La cocina francesa, sin embargo, ya
no es lo que era; por más que los franceses sigan creyendo que sí, porque son muy fan de su grandeur. Los grandes gastrónomos del
siglo XXI ya no tienen su meca en París, sino que globalizan su atención por
tierras que apenas veinte años atrás eran contempladas como meras anécdotas gastronómicas
entre el exotismo y lo agrofolky, como es el caso del Perú, la India, la propia
España y, muy por encima de todas las otras, el Japón, que es donde ahora
brilla con más fuerza la antorcha de la civilización culinaria. A día de hoy,
la ciudad de Tokyo cuenta con más estrellas Michelín que París, Lyon, San
Sebastián, Londres y Nueva York… ¡juntas! Los nipones, unos individuos bajitos,
miopes, medidos y educados en la virtud de sentirse en deuda con el cosmos, se
han revelado como depositarios de un saber culinario que roza lo infinito,
capaz de fascinar a los paladares más exigentes, y que ha logrado que sus
maneras de emplatar, decorar las salas y organizar los menús se conviertan en
el canon de la alta hostelería en los cinco continentes. Al Japón debemos los
platos planos, y el juego de colores, texturas, disimetrías y volúmenes con que
ahora te presentan las tapas en cualquier (gastro)bar de pueblo. El otro día me
sirvieron una marinera murciana, no diré dónde, sobre una pizarra, con la
mahonesa emulsionada y la anchoa troceada y puesta como al tresbolillo, no sé
si me explico, y brindé en silencio por el Trono del Crisantemo.

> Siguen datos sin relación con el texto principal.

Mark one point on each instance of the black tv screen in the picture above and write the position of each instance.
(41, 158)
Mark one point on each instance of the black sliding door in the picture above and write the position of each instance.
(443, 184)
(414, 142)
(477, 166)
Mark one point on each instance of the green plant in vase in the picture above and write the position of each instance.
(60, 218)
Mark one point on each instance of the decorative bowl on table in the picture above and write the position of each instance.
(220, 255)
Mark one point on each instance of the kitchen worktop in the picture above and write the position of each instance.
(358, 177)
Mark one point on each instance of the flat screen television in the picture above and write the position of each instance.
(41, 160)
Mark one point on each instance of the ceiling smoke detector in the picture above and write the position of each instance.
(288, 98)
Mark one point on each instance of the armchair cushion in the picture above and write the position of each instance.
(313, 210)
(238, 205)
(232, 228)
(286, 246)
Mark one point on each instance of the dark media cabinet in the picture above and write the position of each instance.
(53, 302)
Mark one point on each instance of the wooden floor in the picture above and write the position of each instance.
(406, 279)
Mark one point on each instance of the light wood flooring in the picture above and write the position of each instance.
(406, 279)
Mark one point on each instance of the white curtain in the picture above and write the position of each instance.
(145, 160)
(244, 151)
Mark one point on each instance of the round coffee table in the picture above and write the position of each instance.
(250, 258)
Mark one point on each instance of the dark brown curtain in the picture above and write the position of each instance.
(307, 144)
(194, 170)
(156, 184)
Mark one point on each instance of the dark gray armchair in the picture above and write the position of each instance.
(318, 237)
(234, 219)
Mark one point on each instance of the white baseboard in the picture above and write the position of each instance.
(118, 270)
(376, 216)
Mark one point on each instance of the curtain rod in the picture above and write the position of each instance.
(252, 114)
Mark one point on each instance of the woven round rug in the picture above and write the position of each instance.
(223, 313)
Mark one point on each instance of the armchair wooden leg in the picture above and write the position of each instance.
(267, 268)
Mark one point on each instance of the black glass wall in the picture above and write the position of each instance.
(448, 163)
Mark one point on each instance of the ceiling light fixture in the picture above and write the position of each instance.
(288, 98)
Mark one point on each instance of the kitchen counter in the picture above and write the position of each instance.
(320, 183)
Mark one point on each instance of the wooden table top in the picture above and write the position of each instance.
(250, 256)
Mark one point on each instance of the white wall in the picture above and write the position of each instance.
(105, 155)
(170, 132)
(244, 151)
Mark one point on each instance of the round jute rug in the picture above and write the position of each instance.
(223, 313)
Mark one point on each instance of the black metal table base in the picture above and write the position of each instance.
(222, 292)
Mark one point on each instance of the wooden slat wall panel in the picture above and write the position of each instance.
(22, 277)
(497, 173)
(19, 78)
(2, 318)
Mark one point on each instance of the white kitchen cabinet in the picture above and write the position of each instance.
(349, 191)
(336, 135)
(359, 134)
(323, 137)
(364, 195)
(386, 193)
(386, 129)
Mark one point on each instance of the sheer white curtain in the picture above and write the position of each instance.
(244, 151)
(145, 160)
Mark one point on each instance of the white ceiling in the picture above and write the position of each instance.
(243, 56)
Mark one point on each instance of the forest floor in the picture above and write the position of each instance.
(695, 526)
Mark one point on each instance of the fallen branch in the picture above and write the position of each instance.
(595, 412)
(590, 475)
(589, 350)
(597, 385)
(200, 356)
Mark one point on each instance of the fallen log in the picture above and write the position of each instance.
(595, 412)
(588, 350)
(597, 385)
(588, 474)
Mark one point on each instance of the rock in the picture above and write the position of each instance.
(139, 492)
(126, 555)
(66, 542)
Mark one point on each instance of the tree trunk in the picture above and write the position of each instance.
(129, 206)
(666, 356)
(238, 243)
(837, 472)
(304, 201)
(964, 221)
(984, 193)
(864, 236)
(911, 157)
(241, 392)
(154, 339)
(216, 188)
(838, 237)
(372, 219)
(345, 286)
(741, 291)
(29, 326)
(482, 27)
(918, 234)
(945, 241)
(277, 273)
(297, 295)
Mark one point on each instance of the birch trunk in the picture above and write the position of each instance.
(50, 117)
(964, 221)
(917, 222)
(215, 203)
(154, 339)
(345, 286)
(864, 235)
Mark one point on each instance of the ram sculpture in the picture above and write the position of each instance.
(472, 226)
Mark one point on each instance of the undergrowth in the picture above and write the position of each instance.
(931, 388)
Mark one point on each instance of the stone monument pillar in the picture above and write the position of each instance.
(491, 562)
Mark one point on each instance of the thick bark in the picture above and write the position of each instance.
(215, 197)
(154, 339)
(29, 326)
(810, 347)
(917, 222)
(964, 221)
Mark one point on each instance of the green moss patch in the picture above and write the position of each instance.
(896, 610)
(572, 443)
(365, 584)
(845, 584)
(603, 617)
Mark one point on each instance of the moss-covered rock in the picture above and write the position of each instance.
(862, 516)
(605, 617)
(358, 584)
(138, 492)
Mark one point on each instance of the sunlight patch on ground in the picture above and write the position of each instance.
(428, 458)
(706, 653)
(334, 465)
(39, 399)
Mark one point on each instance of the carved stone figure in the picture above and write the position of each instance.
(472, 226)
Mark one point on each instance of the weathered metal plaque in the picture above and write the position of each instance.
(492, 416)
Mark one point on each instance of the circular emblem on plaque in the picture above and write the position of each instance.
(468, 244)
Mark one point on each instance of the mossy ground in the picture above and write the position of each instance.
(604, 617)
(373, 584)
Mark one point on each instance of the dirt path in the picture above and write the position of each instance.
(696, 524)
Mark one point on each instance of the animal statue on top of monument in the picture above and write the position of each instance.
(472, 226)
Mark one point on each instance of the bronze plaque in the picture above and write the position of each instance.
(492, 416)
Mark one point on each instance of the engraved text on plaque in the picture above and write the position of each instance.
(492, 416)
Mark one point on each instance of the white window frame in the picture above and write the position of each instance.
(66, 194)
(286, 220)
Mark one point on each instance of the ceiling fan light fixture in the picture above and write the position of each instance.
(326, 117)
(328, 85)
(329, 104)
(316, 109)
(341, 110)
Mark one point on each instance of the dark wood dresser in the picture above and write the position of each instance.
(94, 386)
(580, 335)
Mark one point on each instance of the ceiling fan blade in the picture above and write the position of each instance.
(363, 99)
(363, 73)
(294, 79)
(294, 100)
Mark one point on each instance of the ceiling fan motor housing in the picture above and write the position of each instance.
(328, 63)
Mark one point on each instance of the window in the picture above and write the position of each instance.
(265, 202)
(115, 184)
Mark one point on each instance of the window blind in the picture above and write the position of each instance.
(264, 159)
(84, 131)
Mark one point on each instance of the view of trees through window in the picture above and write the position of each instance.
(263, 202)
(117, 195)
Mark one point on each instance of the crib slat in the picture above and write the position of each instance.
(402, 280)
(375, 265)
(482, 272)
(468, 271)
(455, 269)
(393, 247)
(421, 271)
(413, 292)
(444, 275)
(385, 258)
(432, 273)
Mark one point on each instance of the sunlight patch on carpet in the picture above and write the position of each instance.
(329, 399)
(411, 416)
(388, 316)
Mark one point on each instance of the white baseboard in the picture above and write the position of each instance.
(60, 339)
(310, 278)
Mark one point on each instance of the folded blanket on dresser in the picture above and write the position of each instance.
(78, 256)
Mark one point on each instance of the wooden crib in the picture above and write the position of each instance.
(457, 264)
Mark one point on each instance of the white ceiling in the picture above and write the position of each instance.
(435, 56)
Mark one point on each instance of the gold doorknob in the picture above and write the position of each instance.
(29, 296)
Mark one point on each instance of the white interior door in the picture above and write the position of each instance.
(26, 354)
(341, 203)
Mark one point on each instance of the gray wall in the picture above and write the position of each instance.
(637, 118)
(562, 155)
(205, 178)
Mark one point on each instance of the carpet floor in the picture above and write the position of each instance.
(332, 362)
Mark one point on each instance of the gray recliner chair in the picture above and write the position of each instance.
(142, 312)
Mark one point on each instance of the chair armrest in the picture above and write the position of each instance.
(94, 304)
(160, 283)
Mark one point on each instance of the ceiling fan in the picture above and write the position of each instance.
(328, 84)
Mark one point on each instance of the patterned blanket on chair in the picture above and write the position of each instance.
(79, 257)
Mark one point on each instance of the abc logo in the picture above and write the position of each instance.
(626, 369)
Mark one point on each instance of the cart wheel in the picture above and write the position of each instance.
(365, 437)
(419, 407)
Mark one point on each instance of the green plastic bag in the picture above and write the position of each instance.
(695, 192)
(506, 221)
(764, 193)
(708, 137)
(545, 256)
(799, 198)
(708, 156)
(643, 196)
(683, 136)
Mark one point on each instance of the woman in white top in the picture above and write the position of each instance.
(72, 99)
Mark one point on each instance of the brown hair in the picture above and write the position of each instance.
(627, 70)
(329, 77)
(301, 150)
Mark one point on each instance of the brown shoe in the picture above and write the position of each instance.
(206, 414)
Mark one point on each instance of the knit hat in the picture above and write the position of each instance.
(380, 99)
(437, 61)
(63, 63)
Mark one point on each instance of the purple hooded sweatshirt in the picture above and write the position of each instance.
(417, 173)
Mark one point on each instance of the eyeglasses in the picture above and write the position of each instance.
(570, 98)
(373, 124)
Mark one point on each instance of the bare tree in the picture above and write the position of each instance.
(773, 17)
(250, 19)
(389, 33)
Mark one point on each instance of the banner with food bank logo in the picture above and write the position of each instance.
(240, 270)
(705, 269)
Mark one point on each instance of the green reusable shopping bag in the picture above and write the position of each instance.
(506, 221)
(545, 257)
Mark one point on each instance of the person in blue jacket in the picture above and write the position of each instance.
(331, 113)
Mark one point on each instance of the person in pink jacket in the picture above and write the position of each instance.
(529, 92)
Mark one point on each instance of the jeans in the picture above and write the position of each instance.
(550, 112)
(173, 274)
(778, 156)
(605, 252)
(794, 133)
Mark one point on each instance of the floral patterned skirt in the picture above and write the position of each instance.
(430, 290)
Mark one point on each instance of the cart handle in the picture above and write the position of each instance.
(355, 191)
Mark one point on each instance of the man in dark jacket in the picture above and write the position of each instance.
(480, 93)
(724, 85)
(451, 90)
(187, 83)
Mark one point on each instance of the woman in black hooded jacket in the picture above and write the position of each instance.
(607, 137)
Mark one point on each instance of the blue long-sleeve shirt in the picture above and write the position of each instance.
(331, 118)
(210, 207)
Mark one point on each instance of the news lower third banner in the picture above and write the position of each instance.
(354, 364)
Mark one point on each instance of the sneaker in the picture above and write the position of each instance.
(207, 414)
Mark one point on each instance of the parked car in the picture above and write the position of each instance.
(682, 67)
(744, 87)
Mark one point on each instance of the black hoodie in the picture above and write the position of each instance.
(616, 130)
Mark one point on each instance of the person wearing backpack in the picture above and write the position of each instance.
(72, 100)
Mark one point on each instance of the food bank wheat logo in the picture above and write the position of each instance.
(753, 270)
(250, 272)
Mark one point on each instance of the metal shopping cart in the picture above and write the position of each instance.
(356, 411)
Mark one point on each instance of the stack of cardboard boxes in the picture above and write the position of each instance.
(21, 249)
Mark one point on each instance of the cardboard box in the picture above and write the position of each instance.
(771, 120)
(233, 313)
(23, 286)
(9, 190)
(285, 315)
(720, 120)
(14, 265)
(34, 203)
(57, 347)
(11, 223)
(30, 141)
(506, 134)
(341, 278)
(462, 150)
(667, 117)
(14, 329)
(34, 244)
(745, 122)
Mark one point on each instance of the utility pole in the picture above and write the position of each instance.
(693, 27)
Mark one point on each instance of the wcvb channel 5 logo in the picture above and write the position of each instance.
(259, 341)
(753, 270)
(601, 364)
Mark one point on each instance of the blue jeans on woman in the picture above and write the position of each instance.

Oishinbo es un manga, una serie más
bien, que versa sobre la cocina japonesa; pero que, además, está muy bien
dibujado y narra unas aventuras que se leen con gusto. No se lo pierdan quienes
quieran saber de esta cultura gastronómica que ya es patrimonio de todos; de
sus salsas tenues y desdibujadas, como un viejo recuerdo; de su capacidad de
ofrecer al comensal placeres que van más allá de lo gustativo; de la medida de
los tiempos y las temperaturas; de la composición poética de cada plato y,
sobre todo, de la potencia insólita con que esta cultura eleva lo mínimo hasta
el Absoluto. La cocina japonesa es una poética de lo pequeño y del límite. Un
japonés organiza un gran bocado con un puñadito de arroz hervido, un alga
rehidratada y una ciruela encurtida. En Japón, como en la Atenas Clásica, el
exceso es una ofensa contra el orden del mundo. Al Japón entero parece que lo
hayan educado como a mi madre; pero a base de haikus y susurros.